Saving money for your dream: “I am having an out of money experience.”

“I’m in trouble”. The story screenshot.

Tipy: “I’m tired of being short of money. Why do some people find it easier to build up their savings, but others don’t? My sister is brilliant with her savings, she gets excited about the process. I find it hard to save, trying to turn saving into a habit is stressful! It’s so annoying and I can’t seem to save no matter what I do! It even affects the quality of my sleep at night. Do you think I should try a magic course about the money energy?”

Ally: “Well, I am definitely not the right person to ask for advice on the money energy. By the way, let me know if you find the right course, I might join you there! I do know that you may not be managing your money as effectively as you could be.”

Tipy: “Of course! It’s because I don’t have enough of it!”

Ally: “Well, the truth is that if you are not managing what you’ve got effectively, the larger amount of money will not actually make you happier, but rather could make your nights even more sleepless. Let’s check the basics. Give me an example of how you’ve tried to save for something, like a holiday.”

Tipy: “I’ve tried an envelope system before. I wrote the title ‘Himalaya Trip’ on the envelope and decided to put 10% of my income to this envelope every month.”

Ally: “Did it work?”

Tipy: “Yes, initially. I was able to save a few hundred £. Before I knew it, it was Christmas and I had to buy so many bloody presents that I had to use most of my savings from the envelope. This made me very frustrated with the whole idea of savings.”

Ally: “So, do you regret that you bought those presents?”

Tipy: “No, I’m not frustrated that I had to buy them. I just regret that I couldn’t find another way to get the money that I needed for them. I’m disappointed that nothing seems works for me when I’m trying to save some cash to put towards my dreams, regardless of how hard I work for it. It seems that the only thing left to do is find a magic talisman to bring me more money, then I’ll be happy!”

“Why do we behave this way?” Behavioural Science in Layman terms.

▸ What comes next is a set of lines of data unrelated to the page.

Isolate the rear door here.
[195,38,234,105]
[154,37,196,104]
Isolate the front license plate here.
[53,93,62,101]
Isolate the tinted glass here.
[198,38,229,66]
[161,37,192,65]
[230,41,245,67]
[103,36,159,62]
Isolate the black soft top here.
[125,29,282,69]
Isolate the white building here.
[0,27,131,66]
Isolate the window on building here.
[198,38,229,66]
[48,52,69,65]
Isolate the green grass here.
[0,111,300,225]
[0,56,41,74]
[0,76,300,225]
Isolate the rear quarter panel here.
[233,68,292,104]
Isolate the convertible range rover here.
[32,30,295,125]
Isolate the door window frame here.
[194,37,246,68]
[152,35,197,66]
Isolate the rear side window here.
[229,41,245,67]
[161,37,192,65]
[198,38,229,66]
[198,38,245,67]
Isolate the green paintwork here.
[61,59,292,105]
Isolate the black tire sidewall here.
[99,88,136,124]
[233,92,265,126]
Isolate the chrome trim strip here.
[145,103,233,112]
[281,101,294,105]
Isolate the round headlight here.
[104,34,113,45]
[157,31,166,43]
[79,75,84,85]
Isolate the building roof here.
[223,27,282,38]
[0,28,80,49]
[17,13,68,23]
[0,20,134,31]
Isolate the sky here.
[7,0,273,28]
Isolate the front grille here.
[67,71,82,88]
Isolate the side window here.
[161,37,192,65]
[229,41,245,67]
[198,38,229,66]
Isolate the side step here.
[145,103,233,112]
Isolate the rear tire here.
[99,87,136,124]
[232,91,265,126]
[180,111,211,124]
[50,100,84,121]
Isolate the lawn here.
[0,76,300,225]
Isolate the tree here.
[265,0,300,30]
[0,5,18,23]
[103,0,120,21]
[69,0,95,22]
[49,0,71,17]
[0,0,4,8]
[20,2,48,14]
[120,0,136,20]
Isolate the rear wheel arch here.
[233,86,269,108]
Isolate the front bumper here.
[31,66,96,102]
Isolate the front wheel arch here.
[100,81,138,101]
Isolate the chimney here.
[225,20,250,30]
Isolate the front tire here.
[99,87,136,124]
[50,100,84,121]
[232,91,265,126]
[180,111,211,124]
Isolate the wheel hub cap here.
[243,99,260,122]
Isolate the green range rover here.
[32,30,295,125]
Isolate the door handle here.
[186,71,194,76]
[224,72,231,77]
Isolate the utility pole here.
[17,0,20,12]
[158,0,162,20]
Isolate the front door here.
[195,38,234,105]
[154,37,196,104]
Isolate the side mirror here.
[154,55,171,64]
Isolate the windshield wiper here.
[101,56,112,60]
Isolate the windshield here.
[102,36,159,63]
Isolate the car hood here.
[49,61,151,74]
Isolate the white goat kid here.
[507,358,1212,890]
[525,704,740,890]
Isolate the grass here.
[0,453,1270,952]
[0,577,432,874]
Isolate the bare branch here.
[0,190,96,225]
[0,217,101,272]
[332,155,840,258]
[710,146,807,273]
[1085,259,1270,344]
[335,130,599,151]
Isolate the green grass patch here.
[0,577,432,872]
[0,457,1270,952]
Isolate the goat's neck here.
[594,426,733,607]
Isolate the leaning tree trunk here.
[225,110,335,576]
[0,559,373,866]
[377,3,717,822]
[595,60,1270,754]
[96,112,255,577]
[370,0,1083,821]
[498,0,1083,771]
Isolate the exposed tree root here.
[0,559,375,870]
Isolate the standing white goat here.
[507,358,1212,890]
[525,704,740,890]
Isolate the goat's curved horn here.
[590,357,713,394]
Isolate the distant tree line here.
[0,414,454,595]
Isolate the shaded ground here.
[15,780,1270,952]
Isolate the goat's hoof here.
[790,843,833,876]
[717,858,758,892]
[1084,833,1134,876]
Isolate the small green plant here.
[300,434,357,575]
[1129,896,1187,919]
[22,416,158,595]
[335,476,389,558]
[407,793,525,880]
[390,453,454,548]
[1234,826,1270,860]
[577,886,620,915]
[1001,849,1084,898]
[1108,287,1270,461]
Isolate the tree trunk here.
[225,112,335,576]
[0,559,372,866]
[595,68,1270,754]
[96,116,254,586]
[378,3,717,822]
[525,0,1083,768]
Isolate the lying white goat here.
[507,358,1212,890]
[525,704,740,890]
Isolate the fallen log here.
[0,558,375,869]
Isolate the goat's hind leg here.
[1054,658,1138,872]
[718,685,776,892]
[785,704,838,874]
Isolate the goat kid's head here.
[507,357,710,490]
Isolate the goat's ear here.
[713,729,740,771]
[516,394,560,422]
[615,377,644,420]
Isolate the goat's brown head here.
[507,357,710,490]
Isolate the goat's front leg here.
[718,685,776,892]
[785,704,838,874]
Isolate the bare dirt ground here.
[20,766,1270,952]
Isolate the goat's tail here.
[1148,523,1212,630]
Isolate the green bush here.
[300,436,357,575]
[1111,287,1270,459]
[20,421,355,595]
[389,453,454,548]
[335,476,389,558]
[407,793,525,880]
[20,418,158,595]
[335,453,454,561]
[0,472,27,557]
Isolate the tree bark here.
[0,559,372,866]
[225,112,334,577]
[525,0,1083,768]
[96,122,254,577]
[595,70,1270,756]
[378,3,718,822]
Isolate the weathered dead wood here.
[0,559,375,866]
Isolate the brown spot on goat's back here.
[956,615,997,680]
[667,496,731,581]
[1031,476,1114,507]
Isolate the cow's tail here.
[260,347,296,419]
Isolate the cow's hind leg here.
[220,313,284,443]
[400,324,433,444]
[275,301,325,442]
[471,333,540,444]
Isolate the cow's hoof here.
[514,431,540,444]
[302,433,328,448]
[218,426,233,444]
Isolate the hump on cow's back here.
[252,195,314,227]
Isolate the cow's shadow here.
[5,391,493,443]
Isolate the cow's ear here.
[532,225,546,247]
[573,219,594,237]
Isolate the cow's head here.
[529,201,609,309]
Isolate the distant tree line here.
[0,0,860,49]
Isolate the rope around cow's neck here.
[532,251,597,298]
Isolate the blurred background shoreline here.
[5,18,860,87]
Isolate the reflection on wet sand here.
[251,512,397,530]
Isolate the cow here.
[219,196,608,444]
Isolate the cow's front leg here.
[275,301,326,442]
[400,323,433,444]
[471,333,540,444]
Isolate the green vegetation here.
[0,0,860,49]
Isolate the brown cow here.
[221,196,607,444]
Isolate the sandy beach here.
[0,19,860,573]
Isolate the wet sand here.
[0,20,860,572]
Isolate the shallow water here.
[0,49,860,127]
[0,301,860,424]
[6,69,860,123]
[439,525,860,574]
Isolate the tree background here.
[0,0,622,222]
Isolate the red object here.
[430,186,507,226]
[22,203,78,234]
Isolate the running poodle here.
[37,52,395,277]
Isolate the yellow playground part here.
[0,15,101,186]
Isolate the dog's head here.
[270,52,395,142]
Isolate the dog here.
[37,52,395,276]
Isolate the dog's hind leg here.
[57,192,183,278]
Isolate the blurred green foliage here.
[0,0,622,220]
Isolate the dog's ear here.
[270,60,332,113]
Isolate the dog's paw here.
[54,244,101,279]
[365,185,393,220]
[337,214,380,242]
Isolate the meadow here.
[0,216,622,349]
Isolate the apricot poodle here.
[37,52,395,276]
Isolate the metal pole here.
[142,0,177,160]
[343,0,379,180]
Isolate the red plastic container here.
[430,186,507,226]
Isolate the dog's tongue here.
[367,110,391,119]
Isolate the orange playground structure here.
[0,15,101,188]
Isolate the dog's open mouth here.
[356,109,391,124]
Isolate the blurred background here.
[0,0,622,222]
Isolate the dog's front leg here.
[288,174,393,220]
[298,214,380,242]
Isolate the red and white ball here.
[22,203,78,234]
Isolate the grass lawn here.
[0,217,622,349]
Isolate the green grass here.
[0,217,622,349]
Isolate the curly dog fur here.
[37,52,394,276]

Feeling guilty after a session of reckless spending is something that most of us have experienced before. We all have dreams that we want to achieve and sometimes money is the reason for those goals not being met. These days, we don’t have a lot of disposable income and we understand that every spare penny is important. So why is it that we have such a hard time saving our money?

The first reason as to why we find it so difficult to save our cash is known as mental accounting. According to Richard H. Thaler, we gain happiness from the object in which we are purchasing but we also receive satisfaction from the purchase of the item itself. This attracts us to spend money that we know we shouldn’t. Mental accounting can either make it easier or more difficult to save money; it can help us because it allows us to visualise our savings and help us focus on a set goal. However, by personalising our money, it can make us feel guilty for spending our savings on something other than what it was intended for, even if it is a necessity like an unexpected bill. Financial advisors would say that a better approach would be to understand that is money is money and has to flow, it can be replaced; the holiday can still happen, guilt is unnecessary as it only leads to unhappiness.

The second reason is time discounting research; we are less likely to save our money to gain future rewards as subconsciously, we would rather have something that will only temporarily satisfy us now than wait for something that will give us long-term happiness. Behavioural science shows that we are bad at imagining our future selves and recognising that our actions will have future consequences. For example, by being reckless with our money now may result in us being unable to afford that holiday we so desperately wanted in the future. It can seem like the better option to make an impulse purchase and receive instant gratification rather than to save our money because the future is unknown; there’s always the possibility that the chance to receive further happiness will never come so we may as well grab it while we can. As a result of this, it’s difficult for us to act in a way that will benefit us in the future.

“Is there a magic pill to help?” Practical tricks and tips.

1. Visualise. Having the intent to save with a particular goal in mind such as holiday can make saving easier. By putting our spare cash in an envelope with a picture related to what we’re saving for attached, it can encourage us to save better. For example, by attaching a photo of our favourite holiday destination to an envelope can help us imagine the holiday being a reality, motivating us to save.

2. Trick your mind. By forming a connection between our current selves and our future selves, we can better understand the importance of saving money and will, therefore, be more likely to do so. There are apps available such as AgingBooth that can show us what we will look like when we are older. A study conducted between two groups showed that those who had used the app to age themselves said that they would be willing to put up to 30% more money towards their savings than those who had not. Another option as advised by Jane McGonigal is to keep updated with the potential future of our favourite things e.g. books, travel, etc. to get an idea of how things may change for them in the future.

3. Automate. Research suggests that we should take approximately 10% of each paycheck and separate it from the rest of our money. With online banking, we can set up an automatic transfer of a set amount into a savings account. A study conducted showed that people who spend their money freely rather that deposit money regularly into a savings account had significantly less money to enjoy than those who did. By having an automatic bank transfer in place, you can save money by regularly making automatic payments without it constantly being at the forefront of your mind.

Sketch: Tipy is setting fire to her money; she is spending her money on things that do not give her long-term happiness so she may as well burn it.